File IO Captures

File IO captures help you identify inefficiencies in your title’s disk io patterns. Captures also include an analysis that helps you create a more optimal package layout.

Initiating a File IO Capture

To start a capture, click the File IO Trace button on your device connection tab.

When the capture starts running, you’ll see a dialog that lets you either stop or cancel the capture. File IO captures can run for relatively long periods of time. It’s common to use file io captures to profile a level load, or a play through of a significant part of your game, for example.

File IO captures are ETW-based. When you press the Stop button, the collection of ETW data will stop and PIX will open the capture. File IO captures open to a tab called a landing page. This initial page provides a textual description of the rest of the tabs in the capture.

The first tab you’ll likely want to look at after the landing page is the Capture Summary tab.

The Capture Summary Tab

The capture summary provides some basic statistics about the files that were accessed during the capture. These statistics include the number of files, the amount of data that was accessed and the average throughput and disk utilization.

Full callstacks are also provided for the Top 10 redundant reads. The Top 10 list is ordered by a cost which is defined as the number of bytes read multiplied by the read count. Each entry in the callstack includes a hyperlink to the source file for that function (if PIX could find the PDB). Clicking on the hyperlink will open the source file in the default editor registered for the file extension. To open the source file in Visual Studio, right click on the hyperlink and choose “Open In VS”.

The File IO Tab

The timeline tab provides data on all file accesses made by your title as the capture ran. The event list view has one row for every file access, ordered by time the access was initiated. By default, the events list includes columns that describe details such as the size, offset, start time and duration of the access. Click the Counters button to change the set of columns that are displayed.

The event list also contains a Notes column that the profiler uses to point out potential inefficiencies in your file access patterns. The most common non-blank value you’ll see in the Notes column is “Reverse Seek” indicating that the offset of the current access is less than the offset of the previous access. In other words, you’ve read backwards on the disk.

Selecting a row in the events list populates the Callstack view with the function name, source file and line number describing the location in your title that initiated the file access.

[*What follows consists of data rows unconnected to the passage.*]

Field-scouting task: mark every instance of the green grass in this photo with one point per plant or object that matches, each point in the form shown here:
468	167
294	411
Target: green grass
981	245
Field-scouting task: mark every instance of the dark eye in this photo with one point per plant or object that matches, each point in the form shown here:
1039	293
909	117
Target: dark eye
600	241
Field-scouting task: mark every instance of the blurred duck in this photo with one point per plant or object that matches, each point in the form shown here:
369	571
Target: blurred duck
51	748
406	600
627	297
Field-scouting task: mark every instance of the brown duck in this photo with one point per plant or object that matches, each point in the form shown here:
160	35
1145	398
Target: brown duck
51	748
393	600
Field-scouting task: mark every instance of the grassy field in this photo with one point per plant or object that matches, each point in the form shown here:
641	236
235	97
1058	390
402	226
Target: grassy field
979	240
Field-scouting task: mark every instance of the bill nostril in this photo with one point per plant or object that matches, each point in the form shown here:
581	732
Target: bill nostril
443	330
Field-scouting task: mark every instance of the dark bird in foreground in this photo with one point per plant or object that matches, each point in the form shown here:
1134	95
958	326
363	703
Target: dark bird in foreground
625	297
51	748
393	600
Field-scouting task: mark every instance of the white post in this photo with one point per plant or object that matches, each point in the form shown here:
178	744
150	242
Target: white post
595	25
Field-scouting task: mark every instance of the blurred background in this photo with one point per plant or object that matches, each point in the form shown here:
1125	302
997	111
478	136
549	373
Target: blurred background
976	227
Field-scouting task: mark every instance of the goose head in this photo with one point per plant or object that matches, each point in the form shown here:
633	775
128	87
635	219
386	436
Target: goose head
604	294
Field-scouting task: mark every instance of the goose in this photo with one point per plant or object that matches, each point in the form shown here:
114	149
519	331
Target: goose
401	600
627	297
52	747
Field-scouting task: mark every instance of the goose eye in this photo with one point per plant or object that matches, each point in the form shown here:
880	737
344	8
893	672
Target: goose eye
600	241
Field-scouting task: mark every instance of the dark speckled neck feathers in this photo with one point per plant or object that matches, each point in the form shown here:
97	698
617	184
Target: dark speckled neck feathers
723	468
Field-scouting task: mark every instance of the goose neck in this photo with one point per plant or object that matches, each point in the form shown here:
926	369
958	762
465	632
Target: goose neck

The bottom view in this tab is a timeline that shows the set of outstanding file IO operations at any point in time. The timeline includes a graph of IO throughput and disk utilization. The timeline and the events list are synchronized. If you select an IO event in the list, the corresponding section of the timeline will be highlighted, and vice versa.

The timeline uses colors to show stages of an IO operation. Orange bars indicate the time when an IO operation is queued and purple bars indicate the time in which an operation is actually being serviced.

The Usage Tab

The Usage tab shows your accesses grouped by file. Presenting the data in this way makes it easy for you to see which files were read (and not read) during the capture. When compared with the files in a given section of your package layout, the data on the Usage tab can be used to adjust the files contained in that section. For example, you can use the file io profiler to determine which files you read during startup, then compare that set with the files contained in your launch section. If there are files contained in your launch section that don’t appear in the capture, consider removing those files from the section in order to minimize the amount of data that must be installed or downloaded before your title can begin running.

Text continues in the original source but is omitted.